L'article L. 111-4-2° de code l'urbanisme autorise par exception, en dehors des parties actuellement urbanisées d'une commune sans document d'urbanisme, les constructions nécessaires à une activité agricole. À ce titre, les constructions à usage d'habitation peuvent être admises s'il est établi que l'exploitation agricole concernée nécessite la présence rapprochée et permanente de l'exploitant. En matière d'élevage, celle-ci repose sur divers critères tels que la nature de l'élevage (laitier, porcin, avicole, etc.), la taille de l'effectif, les contraintes techniques (soins vétérinaires, traites, alimentation, etc.) et l'organisation du travail (astreintes, horaires, éloignement géographique etc.). En effet, la seule présence d'un élevage ne saurait être une condition suffisante pour admettre un logement de fonction, au risque de conduire à détourner les règles en matière d'admissibilité des constructions nécessaires aux exploitations agricoles en dehors des secteurs constructibles.

Or dans le dossier dont il est fait état, l'analyse du service instructeur qui conclut à un avis défavorable de l'État relève que si l'activité d'élevage canin peut justifier un chenil au titre des bâtiments d'exploitation, elle apparaît cependant anecdotique en terme d'effectif (deux femelles et peu de naissances) et ne justifie pas la nécessité de la présence permanente de l'exploitant, donc celle de la construction d'un logement. Le préfet des Bouches-du-Rhône a donc rendu un avis défavorable conforme au titre du règlement national d'urbanisme (RNU) lequel emporte compétence liée du maire pour rejeter la demande de permis de construire. En l'absence de décision de ce dernier, une décision implicite d'acceptation a pu naître dans les conditions prévues par les articles L. 424-2, R. 424-1 et R. 423-23 du code de l'urbanisme.

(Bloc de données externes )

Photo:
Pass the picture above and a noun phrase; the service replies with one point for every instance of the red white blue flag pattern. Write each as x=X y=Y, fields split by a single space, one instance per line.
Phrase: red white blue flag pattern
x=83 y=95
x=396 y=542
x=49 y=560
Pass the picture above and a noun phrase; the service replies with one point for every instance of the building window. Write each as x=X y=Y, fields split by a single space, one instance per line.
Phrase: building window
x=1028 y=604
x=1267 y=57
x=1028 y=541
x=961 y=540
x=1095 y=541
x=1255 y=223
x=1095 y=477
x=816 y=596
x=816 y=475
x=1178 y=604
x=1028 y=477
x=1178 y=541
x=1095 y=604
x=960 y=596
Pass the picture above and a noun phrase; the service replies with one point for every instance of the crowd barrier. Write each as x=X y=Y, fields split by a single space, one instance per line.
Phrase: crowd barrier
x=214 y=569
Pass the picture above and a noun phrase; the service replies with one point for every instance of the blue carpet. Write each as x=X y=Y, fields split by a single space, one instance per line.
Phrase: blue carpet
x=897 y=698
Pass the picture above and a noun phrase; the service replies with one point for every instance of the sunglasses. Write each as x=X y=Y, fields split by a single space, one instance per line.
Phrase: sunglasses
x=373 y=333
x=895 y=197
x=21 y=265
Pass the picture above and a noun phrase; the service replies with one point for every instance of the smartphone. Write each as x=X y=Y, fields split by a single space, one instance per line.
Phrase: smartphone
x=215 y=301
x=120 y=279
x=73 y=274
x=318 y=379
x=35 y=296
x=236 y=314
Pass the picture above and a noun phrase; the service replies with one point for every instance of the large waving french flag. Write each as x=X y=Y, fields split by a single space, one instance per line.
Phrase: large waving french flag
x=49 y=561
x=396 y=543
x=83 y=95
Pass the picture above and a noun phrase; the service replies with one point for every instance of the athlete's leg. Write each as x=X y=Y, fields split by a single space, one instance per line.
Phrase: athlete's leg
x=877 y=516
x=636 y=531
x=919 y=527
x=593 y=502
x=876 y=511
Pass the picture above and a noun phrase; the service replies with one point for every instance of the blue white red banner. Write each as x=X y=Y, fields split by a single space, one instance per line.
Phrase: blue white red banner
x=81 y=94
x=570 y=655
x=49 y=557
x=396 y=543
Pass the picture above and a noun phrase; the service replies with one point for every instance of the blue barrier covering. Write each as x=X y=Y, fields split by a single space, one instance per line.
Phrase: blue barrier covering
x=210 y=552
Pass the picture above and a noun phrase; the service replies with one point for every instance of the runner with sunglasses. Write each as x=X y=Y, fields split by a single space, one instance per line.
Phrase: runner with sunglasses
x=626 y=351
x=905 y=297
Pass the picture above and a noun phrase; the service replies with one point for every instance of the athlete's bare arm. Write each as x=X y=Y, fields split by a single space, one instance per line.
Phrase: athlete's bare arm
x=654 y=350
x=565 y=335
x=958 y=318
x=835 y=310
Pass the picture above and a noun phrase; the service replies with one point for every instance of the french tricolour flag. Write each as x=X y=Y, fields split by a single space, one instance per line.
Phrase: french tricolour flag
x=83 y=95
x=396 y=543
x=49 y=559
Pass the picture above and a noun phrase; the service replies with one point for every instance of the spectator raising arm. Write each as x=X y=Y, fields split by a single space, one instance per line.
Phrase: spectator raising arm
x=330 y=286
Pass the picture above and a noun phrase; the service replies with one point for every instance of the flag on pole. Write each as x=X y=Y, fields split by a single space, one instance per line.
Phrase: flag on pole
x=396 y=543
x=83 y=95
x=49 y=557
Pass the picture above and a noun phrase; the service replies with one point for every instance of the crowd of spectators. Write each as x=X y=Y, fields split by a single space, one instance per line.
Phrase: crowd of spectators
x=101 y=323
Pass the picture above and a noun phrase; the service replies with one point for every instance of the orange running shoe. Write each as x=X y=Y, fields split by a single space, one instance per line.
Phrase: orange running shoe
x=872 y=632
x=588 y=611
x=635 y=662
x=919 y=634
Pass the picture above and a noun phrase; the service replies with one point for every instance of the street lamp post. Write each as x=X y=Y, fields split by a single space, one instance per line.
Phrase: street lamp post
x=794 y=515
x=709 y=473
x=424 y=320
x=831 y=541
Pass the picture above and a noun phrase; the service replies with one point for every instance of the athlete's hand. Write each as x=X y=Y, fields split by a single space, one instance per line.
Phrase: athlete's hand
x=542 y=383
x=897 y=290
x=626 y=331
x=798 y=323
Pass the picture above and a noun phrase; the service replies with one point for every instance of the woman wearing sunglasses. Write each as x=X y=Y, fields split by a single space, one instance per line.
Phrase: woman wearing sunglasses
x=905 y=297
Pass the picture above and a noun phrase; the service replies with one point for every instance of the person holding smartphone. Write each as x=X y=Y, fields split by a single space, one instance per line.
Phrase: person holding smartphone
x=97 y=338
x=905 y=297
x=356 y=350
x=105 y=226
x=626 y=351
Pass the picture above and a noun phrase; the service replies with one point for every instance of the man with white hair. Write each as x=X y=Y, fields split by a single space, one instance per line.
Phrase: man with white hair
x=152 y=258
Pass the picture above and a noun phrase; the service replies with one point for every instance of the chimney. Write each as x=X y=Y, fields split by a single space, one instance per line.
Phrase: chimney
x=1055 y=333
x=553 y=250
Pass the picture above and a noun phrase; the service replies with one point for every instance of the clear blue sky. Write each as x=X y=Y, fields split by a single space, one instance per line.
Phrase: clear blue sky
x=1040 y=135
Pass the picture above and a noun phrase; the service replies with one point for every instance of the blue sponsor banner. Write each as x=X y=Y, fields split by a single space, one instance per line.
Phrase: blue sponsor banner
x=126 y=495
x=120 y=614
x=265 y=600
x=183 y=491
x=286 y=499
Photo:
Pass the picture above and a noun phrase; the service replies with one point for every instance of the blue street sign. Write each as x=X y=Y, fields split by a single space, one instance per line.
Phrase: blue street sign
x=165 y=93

Le préfet, après avoir adressé au maire de la commune concernée un courrier d'observations resté sans réponse, a saisi le juge des référés aux fins de suspension de l'exécution du permis tacite. Dans son jugement du 21 avril 2026, le tribunal administratif de Marseille a alors considéré que l'avis défavorable conforme de l'architecte des bâtiments de France, rendu au titre de l'article L. 425-4, faisait obstacle à la naissance d'une autorisation tacite.

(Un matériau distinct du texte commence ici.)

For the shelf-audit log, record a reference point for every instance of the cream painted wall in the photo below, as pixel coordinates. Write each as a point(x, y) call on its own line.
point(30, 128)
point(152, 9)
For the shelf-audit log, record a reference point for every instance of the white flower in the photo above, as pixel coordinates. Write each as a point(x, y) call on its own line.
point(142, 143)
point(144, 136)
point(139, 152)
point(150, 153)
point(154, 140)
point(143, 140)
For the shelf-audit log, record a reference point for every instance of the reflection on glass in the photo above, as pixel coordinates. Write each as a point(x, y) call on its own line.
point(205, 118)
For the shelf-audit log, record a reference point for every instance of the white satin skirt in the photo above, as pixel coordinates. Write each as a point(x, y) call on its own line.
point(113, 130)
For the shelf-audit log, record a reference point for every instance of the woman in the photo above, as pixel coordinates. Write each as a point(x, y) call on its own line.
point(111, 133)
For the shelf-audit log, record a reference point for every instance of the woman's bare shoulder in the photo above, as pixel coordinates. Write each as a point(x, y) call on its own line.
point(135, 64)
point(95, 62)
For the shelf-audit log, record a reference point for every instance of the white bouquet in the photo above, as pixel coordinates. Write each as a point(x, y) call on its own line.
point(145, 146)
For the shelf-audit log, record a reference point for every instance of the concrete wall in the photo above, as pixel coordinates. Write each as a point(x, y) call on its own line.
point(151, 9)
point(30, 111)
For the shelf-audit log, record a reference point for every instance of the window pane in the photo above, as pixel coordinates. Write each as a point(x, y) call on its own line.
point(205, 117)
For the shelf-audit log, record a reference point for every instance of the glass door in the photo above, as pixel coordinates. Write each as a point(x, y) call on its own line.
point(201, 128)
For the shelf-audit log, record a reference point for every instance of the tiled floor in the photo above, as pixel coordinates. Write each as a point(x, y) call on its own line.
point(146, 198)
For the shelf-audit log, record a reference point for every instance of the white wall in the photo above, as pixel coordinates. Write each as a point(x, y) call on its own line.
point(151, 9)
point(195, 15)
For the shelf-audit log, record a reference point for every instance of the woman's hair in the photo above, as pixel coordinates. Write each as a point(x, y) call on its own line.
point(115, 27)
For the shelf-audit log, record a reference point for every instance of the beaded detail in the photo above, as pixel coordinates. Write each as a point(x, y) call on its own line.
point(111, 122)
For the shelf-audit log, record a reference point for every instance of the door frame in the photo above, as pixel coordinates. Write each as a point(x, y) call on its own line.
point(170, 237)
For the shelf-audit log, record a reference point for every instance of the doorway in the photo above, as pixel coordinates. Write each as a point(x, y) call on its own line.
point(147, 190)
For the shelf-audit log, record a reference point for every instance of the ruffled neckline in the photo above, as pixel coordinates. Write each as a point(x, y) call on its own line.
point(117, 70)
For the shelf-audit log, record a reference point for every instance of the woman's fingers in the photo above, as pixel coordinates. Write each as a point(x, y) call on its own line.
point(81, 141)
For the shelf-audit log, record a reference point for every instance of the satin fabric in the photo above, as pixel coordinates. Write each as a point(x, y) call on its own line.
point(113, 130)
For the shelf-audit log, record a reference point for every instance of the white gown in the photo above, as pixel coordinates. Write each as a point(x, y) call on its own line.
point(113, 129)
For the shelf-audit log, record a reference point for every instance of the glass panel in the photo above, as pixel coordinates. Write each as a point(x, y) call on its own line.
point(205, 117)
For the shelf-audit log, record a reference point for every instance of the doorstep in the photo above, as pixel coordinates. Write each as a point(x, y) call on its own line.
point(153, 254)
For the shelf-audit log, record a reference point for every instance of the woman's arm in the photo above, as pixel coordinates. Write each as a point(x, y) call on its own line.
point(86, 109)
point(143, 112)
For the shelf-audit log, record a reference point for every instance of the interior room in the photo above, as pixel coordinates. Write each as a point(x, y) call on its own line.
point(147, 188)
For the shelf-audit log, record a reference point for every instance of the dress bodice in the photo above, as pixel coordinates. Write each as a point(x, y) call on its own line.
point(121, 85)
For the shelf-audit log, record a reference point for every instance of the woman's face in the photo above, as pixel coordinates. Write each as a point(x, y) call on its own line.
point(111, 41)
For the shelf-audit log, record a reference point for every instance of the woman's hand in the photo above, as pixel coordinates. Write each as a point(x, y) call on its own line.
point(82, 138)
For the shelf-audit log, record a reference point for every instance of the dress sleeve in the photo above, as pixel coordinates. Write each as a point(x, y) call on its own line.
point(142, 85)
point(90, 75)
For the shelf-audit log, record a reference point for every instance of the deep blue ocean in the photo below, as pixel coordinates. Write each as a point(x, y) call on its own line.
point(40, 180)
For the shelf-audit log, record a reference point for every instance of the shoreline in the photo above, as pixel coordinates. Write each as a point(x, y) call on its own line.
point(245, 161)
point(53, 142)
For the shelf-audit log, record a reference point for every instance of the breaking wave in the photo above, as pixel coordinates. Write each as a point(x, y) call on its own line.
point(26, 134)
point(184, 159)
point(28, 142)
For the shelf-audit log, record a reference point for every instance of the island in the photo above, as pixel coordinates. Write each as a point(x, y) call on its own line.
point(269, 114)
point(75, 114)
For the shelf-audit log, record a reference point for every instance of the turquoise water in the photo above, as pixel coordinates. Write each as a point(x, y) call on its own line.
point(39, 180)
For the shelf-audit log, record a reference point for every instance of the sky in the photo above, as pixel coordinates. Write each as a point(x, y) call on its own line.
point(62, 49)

Dans les Bouches-du-Rhône, département très urbanisé et sujet au mitage, où la surface agricole utile a diminué de près de 3 000 hectares sur la dernière décennie, la protection des terres agricoles justifie un contrôle de légalité sur tous les dossiers de demande de permis de construire pour la construction de logements sur les exploitations en zone agricole. Dans un département aussi attractif que les Bouches-du-Rhône, l'instruction des services de l'État s'inscrit dans le strict respect de la jurisprudence avec un souci permanent d'éviter les dérives et de s'opposer au mitage des espaces agricoles.